If $f$,$g$ are entire functions such that and $g′(z)=f(g(z))$ everywhere, then show that $f$ is linear or $g$ is constant.
This claim was mentioned without proof in this related question (Applications of the Little and Great Theorems of Picard). I am unable to prove this.
One way might be to show that $f$ is injective by using Picard's Little Theorem - but I have no idea how to proceed.
Assume that there is such a solution with $g(a)=g(b)$. Then $h(z)=g(z-a+b)$ is such that $h(a)=g(a)$ and $h’=f(h), g’=f(g)$, thus $h=g$ so $g$ is $b-a$-periodic.
In particular, we can assume that $g$ is linear or that its set of periods is $2i\pi\mathbb{Z}$. In the first case, $f$ is constant (unless $g$ is).
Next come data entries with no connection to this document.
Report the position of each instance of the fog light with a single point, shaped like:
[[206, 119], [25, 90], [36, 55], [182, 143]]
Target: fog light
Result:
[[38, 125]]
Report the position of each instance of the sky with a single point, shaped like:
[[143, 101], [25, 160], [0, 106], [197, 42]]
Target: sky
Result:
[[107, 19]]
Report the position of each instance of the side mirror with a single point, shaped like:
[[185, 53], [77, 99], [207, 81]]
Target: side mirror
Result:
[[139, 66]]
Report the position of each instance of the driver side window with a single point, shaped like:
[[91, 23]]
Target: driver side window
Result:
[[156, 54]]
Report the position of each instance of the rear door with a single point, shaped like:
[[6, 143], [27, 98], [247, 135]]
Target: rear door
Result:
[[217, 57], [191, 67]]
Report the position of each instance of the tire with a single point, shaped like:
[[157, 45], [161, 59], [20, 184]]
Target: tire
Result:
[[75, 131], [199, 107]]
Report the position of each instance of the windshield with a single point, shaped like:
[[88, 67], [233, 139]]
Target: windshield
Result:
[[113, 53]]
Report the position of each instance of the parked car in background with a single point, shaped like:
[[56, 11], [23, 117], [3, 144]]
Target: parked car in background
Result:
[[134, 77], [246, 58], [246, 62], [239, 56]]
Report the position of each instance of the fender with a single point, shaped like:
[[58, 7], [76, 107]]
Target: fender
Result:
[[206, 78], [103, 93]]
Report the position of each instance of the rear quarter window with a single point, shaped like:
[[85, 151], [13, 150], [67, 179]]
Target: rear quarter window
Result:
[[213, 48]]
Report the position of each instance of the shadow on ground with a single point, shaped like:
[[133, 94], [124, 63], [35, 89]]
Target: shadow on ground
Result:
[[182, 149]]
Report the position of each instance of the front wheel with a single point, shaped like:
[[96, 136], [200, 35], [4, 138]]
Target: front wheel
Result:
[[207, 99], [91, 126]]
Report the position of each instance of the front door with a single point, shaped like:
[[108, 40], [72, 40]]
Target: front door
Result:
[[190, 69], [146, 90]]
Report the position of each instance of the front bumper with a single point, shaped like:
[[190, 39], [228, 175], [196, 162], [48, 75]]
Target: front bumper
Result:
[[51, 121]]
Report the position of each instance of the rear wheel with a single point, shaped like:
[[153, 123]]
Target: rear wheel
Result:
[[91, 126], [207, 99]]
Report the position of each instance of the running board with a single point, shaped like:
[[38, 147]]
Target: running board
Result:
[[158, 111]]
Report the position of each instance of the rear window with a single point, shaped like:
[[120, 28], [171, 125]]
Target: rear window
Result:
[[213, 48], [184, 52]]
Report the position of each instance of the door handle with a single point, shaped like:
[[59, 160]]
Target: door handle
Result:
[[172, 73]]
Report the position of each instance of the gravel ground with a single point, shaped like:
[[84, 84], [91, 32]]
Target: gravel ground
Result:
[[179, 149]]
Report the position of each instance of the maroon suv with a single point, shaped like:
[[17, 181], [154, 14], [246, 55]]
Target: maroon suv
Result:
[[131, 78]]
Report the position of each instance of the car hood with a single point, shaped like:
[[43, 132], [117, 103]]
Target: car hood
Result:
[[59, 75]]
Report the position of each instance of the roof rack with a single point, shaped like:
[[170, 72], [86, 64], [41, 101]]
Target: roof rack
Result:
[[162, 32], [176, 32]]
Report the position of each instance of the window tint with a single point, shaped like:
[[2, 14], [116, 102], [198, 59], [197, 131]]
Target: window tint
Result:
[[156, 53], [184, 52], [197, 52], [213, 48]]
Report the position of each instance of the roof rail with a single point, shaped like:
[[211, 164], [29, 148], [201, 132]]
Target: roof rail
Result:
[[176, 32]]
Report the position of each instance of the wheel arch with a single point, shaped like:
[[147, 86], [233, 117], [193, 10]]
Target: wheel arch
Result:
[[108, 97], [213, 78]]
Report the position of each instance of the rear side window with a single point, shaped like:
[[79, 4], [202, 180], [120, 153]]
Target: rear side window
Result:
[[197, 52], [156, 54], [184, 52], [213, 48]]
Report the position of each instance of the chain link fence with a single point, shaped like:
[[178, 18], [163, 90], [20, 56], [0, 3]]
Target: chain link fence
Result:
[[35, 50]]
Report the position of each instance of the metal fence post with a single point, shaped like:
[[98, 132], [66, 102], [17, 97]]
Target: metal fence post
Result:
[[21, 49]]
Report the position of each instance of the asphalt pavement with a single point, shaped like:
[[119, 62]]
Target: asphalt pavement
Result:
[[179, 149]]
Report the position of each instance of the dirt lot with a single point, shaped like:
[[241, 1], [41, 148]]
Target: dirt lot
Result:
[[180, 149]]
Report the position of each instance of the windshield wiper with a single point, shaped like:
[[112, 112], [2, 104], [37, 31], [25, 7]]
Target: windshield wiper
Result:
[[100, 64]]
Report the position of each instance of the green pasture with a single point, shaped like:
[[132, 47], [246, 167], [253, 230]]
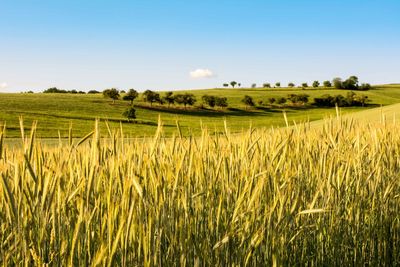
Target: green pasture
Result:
[[55, 113]]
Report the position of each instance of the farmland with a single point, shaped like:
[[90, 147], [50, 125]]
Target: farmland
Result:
[[260, 197], [55, 113]]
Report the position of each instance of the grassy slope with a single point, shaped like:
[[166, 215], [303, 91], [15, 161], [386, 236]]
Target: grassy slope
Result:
[[55, 112]]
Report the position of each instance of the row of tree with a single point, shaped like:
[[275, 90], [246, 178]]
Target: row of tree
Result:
[[55, 90], [352, 83], [352, 99]]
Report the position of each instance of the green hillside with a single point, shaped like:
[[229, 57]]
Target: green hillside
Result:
[[56, 112]]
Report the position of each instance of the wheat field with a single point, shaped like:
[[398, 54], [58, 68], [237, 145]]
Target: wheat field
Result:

In the second case, $g(z)=h(e^z)$, and $h$ is injective. But $h$ has singularities at $0$ and $\infty$, thus $h$ is meromorphic on $\mathbb{CP}^1$ (by eg Casorati-Weierstrass, or Picard’s theorem) and injective on that projective line minus two points, so it is a rational fraction of degree $1$ defined on $\mathbb{C}^{\times}$, so that $g(z)=C+De^{\pm z}$, and $g’(z)=\pm D e^{\pm z}$, so that $f(t)=\pm (t-C)$ is linear.